The A.i. Damyer, diffusing an aroma of the finest petrol, leaped and trembled, as though conscious of her master's praise. Cecilia looked at her.

“Yes,” she said, “she's very sweet.”

“Now do!” said Mr. Purcey. “Let me give you a run—Just to please me, I mean. I'm sure you'll like her.”

A little compunction, a little curiosity, a sudden revolt against all the discomfiture and sordid doubts she had been suffering from, made Cecilia glance softly at Mr. Purcey's figure; almost before she knew it, she was seated in the A.i. Damyer. It trembled, emitted two small sounds, one large scent, and glided forward. Mr. Purcey said:

“That's rippin' of you!”

A postman, dog, and baker's cart, all hurrying at top speed, seemed to stand still; Cecilia felt the wind beating her cheeks. She gave a little laugh.

“You must just take me home, please.”

Mr. Purcey touched the chauffeur's elbow.

“Round the park,” he said. “Let her have it.”

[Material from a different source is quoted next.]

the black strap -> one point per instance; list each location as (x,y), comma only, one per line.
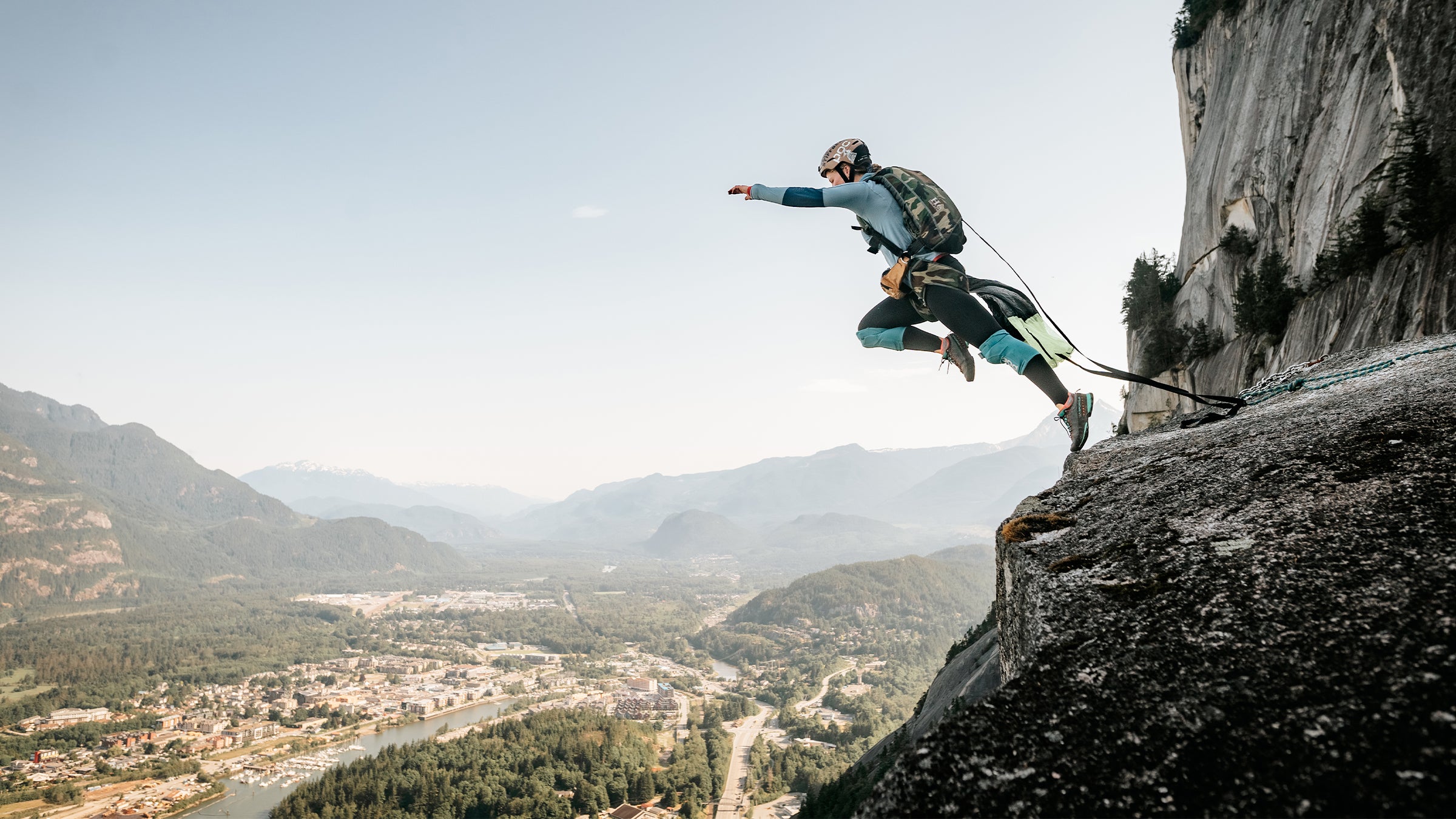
(1229,403)
(877,241)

The A.i. Damyer uttered a tiny shriek. Cecilia, leaning back in her padded corner, glanced askance at Mr. Purcey leaning back in his; an unholy, astonished little smile played on her lips.

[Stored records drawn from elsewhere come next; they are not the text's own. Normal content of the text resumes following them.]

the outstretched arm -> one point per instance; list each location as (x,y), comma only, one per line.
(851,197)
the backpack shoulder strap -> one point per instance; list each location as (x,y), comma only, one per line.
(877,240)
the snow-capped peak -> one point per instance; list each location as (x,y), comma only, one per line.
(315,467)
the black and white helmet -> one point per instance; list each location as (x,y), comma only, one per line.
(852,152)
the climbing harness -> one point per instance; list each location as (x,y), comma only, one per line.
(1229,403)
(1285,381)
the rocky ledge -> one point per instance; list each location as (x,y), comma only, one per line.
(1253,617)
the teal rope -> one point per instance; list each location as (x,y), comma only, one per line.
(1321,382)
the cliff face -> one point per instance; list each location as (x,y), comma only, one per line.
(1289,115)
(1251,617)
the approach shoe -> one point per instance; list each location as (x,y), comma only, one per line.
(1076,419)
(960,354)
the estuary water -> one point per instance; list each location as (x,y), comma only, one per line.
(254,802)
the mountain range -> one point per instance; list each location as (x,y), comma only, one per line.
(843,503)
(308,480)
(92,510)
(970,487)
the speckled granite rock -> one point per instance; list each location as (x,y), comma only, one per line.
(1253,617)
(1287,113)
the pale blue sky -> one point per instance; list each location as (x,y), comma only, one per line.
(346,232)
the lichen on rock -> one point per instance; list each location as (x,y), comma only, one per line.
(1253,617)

'What am I doing?' it seemed to say. 'The way he got me here—really! And now I am here I'm just going to enjoy it!'

There were no Hughs, no little model—all that sordid life had vanished; there was nothing but the wind beating her cheeks and the A.i. Damyer leaping under her.

Mr. Purcey said: “It just makes all the difference to me; keeps my nerves in order.”

“Oh,” Cecilia murmured, “have you got nerves.”

Mr. Purcey smiled. When he smiled his cheeks formed two hard red blocks, his trim moustache stood out, and many little wrinkles ran from his light eyes.

“Chock full of them,” he said; “least thing upsets me. Can't bear to see a hungry-lookin' child, or anything.”

A strange feeling of admiration for this man had come upon Cecilia. Why could not she, and Thyme, and Hilary, and Stephen, and all the people they knew and mixed with, be like him, so sound and healthy, so unravaged by disturbing sympathies, so innocent of “social conscience,” so content?

As though jealous of these thoughts about her master, the A.i. Damyer stopped of her own accord.

“Hallo,” said Mr. Purcey, “hallo, I say! Don't you get out; she'll be all right directly.”

“Oh,” said Cecilia, “thanks; but I must go in here, anyhow; I think I'll say good-bye. Thank you so much. I have enjoyed it.”

From the threshold of a shop she looked back. Mr. Purcey, on foot, was leaning forward from the waist, staring at his A.i. Damyer with profound concentration.